Turning Trust Into a Boardroom Conversation

The billboard campaign around Twilio’s 2016 IPO took that trust and pointed it upward. “Ask Your Developer” wasn’t written for developers. It was written for executives tired of hearing that a digital project would take years.

Executives went back to their teams and asked. The developers, many already building on Twilio, had answers ready.

That’s a sharp piece of strategic sequencing. Build grassroots credibility first. Then let that credibility do the persuading for you at the exact moment leadership is asking the question.

Solving the Silo Problem

By 2020, the company saw a new failure mode emerging. Customers had communication channels but no shared context. A buyer might get a marketing email from one team and a conflicting support text from another.
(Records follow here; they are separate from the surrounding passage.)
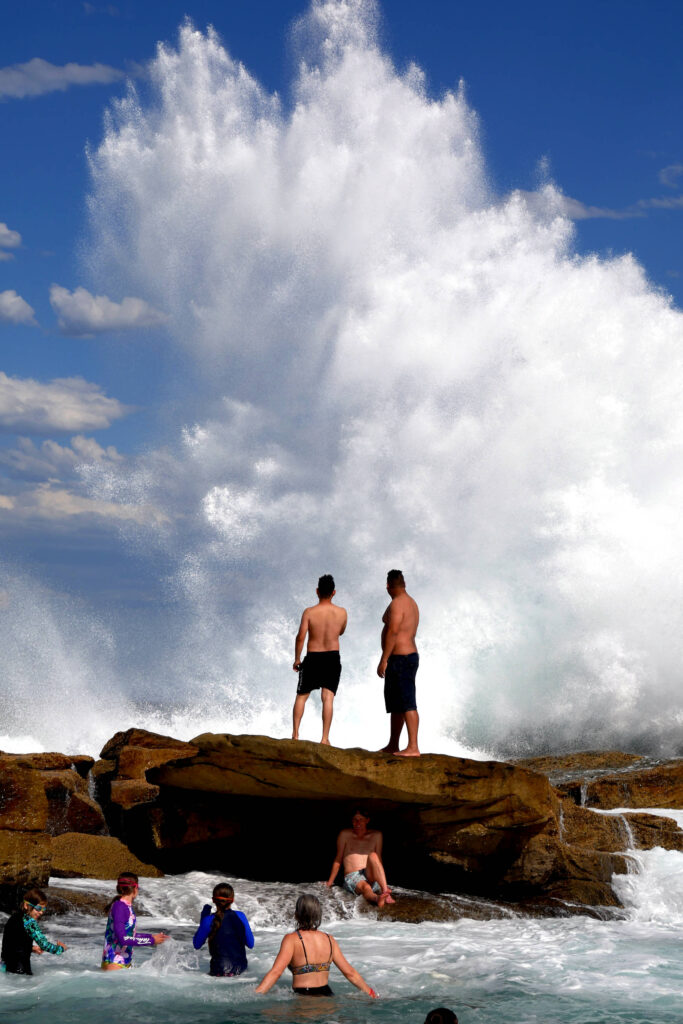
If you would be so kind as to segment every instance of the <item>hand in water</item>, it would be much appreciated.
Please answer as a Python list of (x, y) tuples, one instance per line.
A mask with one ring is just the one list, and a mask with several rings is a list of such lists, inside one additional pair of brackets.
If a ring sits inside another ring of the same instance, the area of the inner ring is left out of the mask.
[(171, 936), (167, 935), (166, 932), (155, 932), (152, 935), (152, 938), (154, 939), (154, 945), (155, 946), (160, 946), (162, 944), (162, 942), (166, 942), (166, 939), (170, 939), (170, 937)]

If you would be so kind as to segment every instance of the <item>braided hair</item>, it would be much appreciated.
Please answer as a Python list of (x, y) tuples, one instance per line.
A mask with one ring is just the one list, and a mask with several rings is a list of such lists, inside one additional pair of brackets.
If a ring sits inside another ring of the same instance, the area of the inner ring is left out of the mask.
[(225, 915), (226, 910), (230, 910), (232, 901), (235, 898), (235, 890), (231, 885), (228, 885), (227, 882), (220, 882), (218, 885), (214, 886), (211, 898), (213, 899), (213, 902), (216, 904), (216, 913), (211, 923), (211, 931), (209, 932), (208, 936), (209, 951), (213, 955), (211, 943), (215, 938), (218, 929), (223, 924), (223, 917)]

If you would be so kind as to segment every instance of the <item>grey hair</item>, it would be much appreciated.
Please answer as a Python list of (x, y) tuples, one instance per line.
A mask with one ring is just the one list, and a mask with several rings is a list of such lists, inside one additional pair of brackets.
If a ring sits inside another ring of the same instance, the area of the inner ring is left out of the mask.
[(317, 896), (304, 892), (296, 901), (294, 916), (300, 928), (305, 932), (314, 932), (323, 919), (323, 908)]

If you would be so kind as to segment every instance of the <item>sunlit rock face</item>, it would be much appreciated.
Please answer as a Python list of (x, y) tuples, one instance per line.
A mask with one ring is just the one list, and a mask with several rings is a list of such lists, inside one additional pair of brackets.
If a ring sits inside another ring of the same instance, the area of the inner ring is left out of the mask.
[[(613, 873), (626, 866), (615, 853), (623, 843), (619, 824), (592, 827), (581, 819), (594, 816), (571, 805), (570, 835), (557, 795), (538, 772), (266, 736), (206, 733), (173, 745), (128, 730), (95, 766), (112, 829), (166, 871), (323, 877), (337, 834), (360, 806), (384, 835), (394, 884), (560, 913), (570, 905), (570, 912), (619, 906), (611, 887)], [(432, 911), (441, 912), (422, 913)]]

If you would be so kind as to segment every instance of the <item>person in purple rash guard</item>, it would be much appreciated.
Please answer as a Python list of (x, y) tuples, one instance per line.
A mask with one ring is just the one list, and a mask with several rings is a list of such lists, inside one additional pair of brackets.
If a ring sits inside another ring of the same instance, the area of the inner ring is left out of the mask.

Twilio’s roughly $3.2 billion acquisition of Segment addressed that directly, connecting messaging channels to a unified customer profile. The company was no longer just moving messages. It was trying to make every message informed by the same understanding of who the customer actually is.

Today, under CEO Khozema Shipchandler and Chief Product Officer Inbal Shani, that same logic is extending into agentic AI—moving from rigid “if this, then that” workflows toward systems that reason across channels before a message is even drafted.

What This Means for Leaders Outside Tech

You don’t need to sell APIs to learn from this.

Twilio’s developer trust strategy scales down to a simple principle: find the people closest to the problem, earn their trust through genuine usefulness, and let that trust travel upward through the organization on its own.

A few lessons I’d take into any strategy session:

Solve for the people doing the work, but build for the people signing the check. Bottom-up adoption wins market share. Enterprise readiness makes it durable.

Follow the customer’s actual problem, not your original roadmap. Twilio launched with voice. Customers asked for SMS. It followed them.

Treat your documentation and content like a newsroom, not a brochure. A competitor can copy your features. They can’t easily copy years of genuinely useful content.

You cannot manufacture trust with a technical audience. You can only earn it, repeatedly, by being useful when nobody’s watching.

The Real Takeaway

Twilio didn’t win because it had better APIs than everyone else. Plenty of companies had decent APIs.

It won because it treated developer trust as the actual product, and let the infrastructure follow.

That’s a harder strategy to execute than it sounds. It requires patience most quarterly-minded executives don’t have. But if you’re building anything that technical people need to adopt before anyone else signs off on it, this is the only sequence that has ever reliably worked.